Вечерами, когда зажигают свечи, маленький Леонгард пробирается к отцу, чтобы посидеть с ним рядом, а если получится, то и поговорить, но разговора не получается, словно толстая стеклянная стена непреодолимой преградой стоит между ними; иногда, склонившись над сыном, старик уже открывает рот — кажется, он решился наконец сказать мальчику нечто чрезвычайно важное, то, что может самым коренным образом повлиять на его жизнь, — но всякий раз слова застревают у него в горле, и граф вновь смыкает губы, лишь молча и нежно поглаживает пылающий детский лоб, не сводя печального взора с дверей, которые в любую секунду могут распахнуться.

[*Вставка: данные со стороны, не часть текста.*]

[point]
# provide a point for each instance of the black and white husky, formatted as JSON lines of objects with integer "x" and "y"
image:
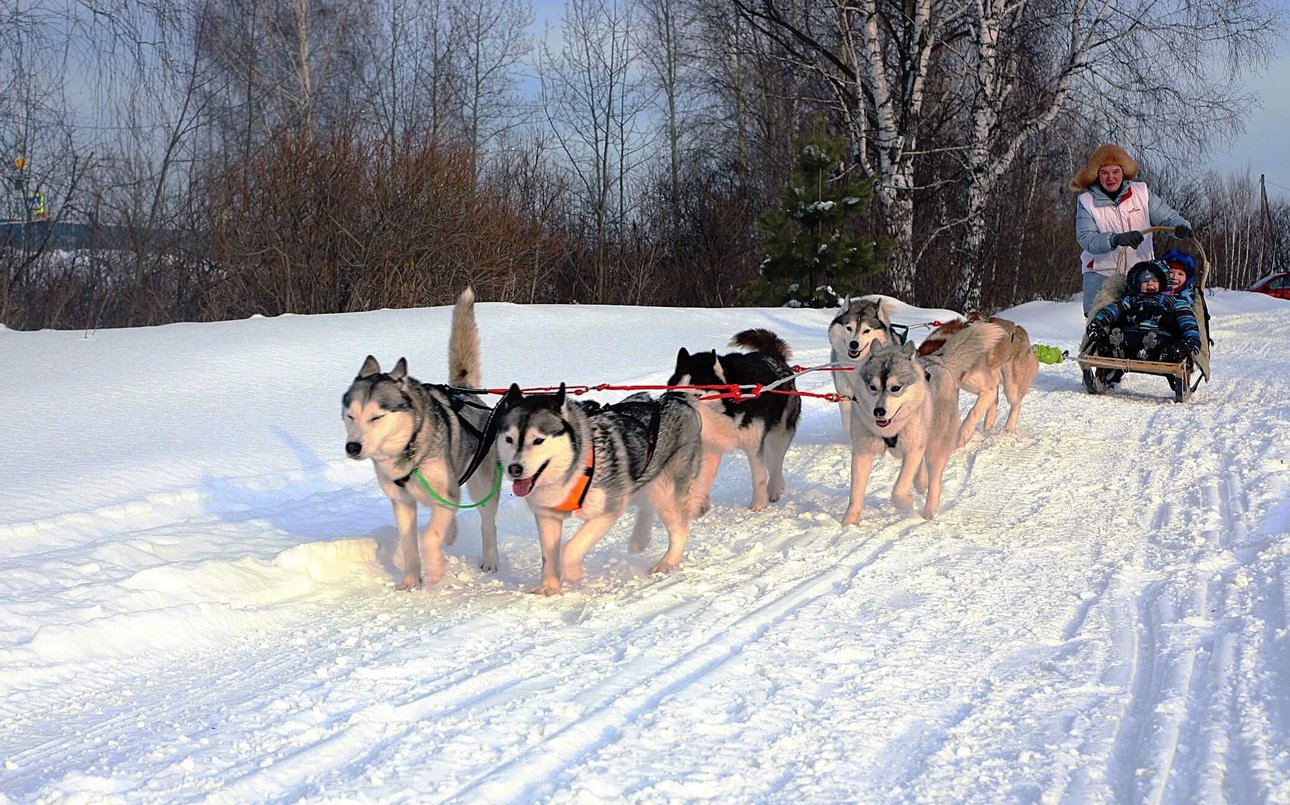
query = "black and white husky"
{"x": 858, "y": 325}
{"x": 566, "y": 457}
{"x": 421, "y": 439}
{"x": 910, "y": 405}
{"x": 763, "y": 427}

Однако Леонгард догадывается, что отнюдь не скудость сердечная столь роковым образом налагает печать молчания на отцовские уста, напротив — от душевной полноты не решается граф посвятить сына в свои тайны, и вновь поднимается в мальчике ненависть к матери, горечью подступает к горлу: не ее ли заботами эта благородная голова лежит, обессиленная, на спинке кресла, не ее ли трудами праведными это усталое чело изборождено глубокими, похожими на шрамы морщинами? В одно из таких мгновений Леонгард вдруг представил свою матушку в постели мертвой, и зрелище это наполнило детскую душу чувством тайного жгучего удовлетворения: видение мертвой матери все чаще посещает его, только этого ему уже мало — хочется, чтобы оно стало реальностью, и вскоре к повседневной домашней пытке добавляются еще муки адского ожидания: с надеждой вглядывается он в черты ее лица, не промелькнет ли в них хотя бы тень надвигающейся болезни, пристально изучает походку, стараясь уловить в ней признаки усталости и утомления. Однако эта женщина обладает несокрушимым здоровьем, чувство слабости ей неведомо, похоже, силы ее только прибывают при виде немощного, разбитого болезнью мужа.